Your command doesn’t work correctly: the first grep will list any file which contains a line not matching "aaa", and the second grep will ignore the first’s output since it’s given its own file to process — so you’ll get a list of files matching "bbb", regardless of whether they contain "aaa" or not. You’d need to ask grep to only list a file if it doesn’t contain any line matching "aaa" (grep -L), and use xargs to process the resulting list of files and only feed that to the second grep (or make the second grep conditional on the result of the first one).

On top of that, it would work only as long as the file names that find lists don’t cause problems for the shell — notably, including {} directly in the command given to sh -c means that file names can end up being interpreted as shell commands (see Is it possible to use `find -exec sh -c` safely? for details).

The following will require fewer grep invocations and is safer, assuming you’re using GNU grep:

find /path/ \( -iname '*.php*' -o -name '*.pl*' \) -exec grep -LZ aaa {} + |
  xargs -r0 grep -l bbb

The -or operator is a GNU extension to find.  Use -o for portability.

Stephen Kitt
  • 434,908
5

Untested but this should do what I think you want, using GNU awk for nextfile and ENDFILE

find /path/ \( -iname '*.php*' -or -name '*.pl*' \) -exec awk '
    /aaa/{a=1} /bbb/{b=1} a&&b{nextfile} ENDFILE{if (b && !a) print FILENAME; a=b=0}
' {} + > resulttofile

The above only calls awk once on multiple files at a time so should be efficient.

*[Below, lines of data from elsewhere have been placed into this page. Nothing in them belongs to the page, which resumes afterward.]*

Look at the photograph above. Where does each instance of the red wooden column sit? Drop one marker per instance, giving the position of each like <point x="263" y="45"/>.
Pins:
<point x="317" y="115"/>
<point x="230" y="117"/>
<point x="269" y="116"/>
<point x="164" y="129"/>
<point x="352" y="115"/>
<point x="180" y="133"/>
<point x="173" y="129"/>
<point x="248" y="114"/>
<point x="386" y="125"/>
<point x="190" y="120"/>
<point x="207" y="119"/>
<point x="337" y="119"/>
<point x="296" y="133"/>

The above is how to generally match multiple patterns in a file and then evaluate the results of the combination of matches once the file has been fully read but as @G-Man Says 'Reinstate Monica' mentioned in a comment you could make it more efficient in this specific case by stopping reading the current file if/when aaa matches since the success criteria is for aaa not to be present:

/aaa/{a=1; nextfile} /bbb/{b=1} ENDFILE{if (b && !a) print FILENAME; a=b=0}
Ed Morton
  • 31,617
3

You may chain multiple -exec directives (or other ones) together with one find command:

find /path \( -iname '*.php*' -or -name '*.pl*' \) -exec grep -q "bbb" {} ";" \
     -exec grep -L "aaa" {} ";" > resulttofile

(The linebreak is only to fit the layout of SE).

terdon
  • 242,166
user unknown
  • 10,482